Department of Diagnostic Radiology, Cheju National University College of Medicine, Korea. 67kbs@medimail.co.kr
Department of General Surgery, Cheju National University College of Medicine, Korea.
Department of Pathology, Cheju National University College of Medicine, Korea.
Department of Pediatrics, Cheju National University College of Medicine, Korea.
Abstract

PURPOSE: We wanted to evaluate the usefulness of the inner hypoechoic band in pediatric appendices as an ultrasonographic criterion to exclude or confirm acute appendicitis. MATERIALS AND METHODS: Among the 169 consecutive children with right lower abdominal pain, the 149 appendices depicted on US were prospectively evaluated for an inner hypoechoic band in the appendiceal walls. The sensitivity, specificity, positive and negative predictive values and accuracy were assessed for loss of the inner hypoechoic band as a diagnostic criterion for acute appendicitis. RESULTS: The appendices in 12 (25%) patients with acute appendicitis show entire inner hypoechoic bands and those in 36 patients (75%) did not.

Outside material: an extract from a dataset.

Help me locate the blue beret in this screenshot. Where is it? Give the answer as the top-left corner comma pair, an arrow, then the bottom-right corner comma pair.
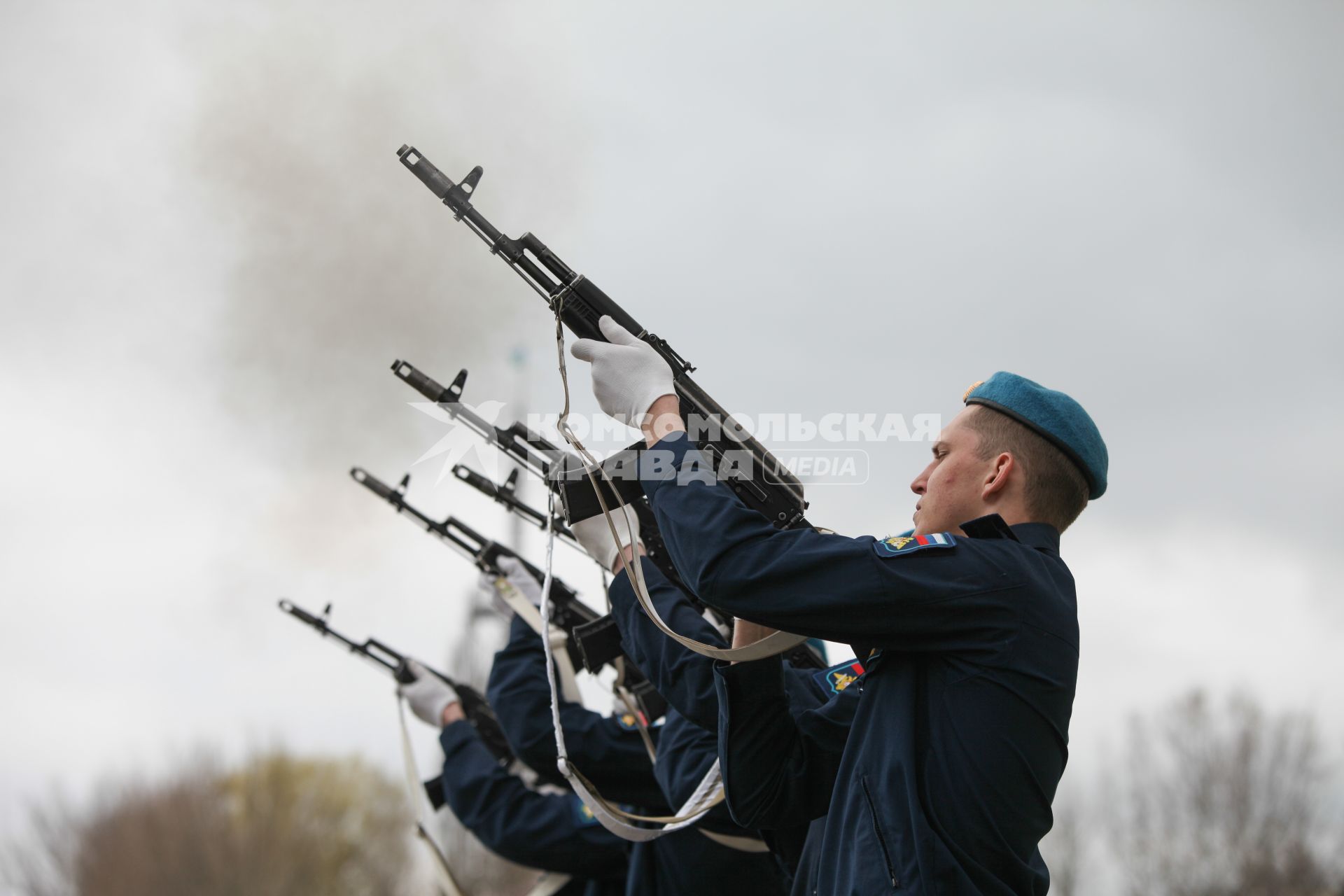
961,371 -> 1109,498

The appendices in 97 (96%) patients without acute appendicitis showed entire inner hypoechoic bands, and those in 4 (4%) did not. The loss of inner hypoechoic band confirmed acute appendicitis with a sensitivity of 75%, a specificity of 96%, positive and negative predictive values of 89% and 90%, respectively, and an accuracy of 89%. The thickness of the inner hypoechoic band in patients without appendicitis was significantly higher than that in patients with appendicitis (p = 0.03). CONCLUSION: The visualization of entire thickened inner hypoechoic band in the appendiceal wall helps to rule out acute appendicitis. However, the loss of the inner hypoechoic band is suggestive of acute appendicitis.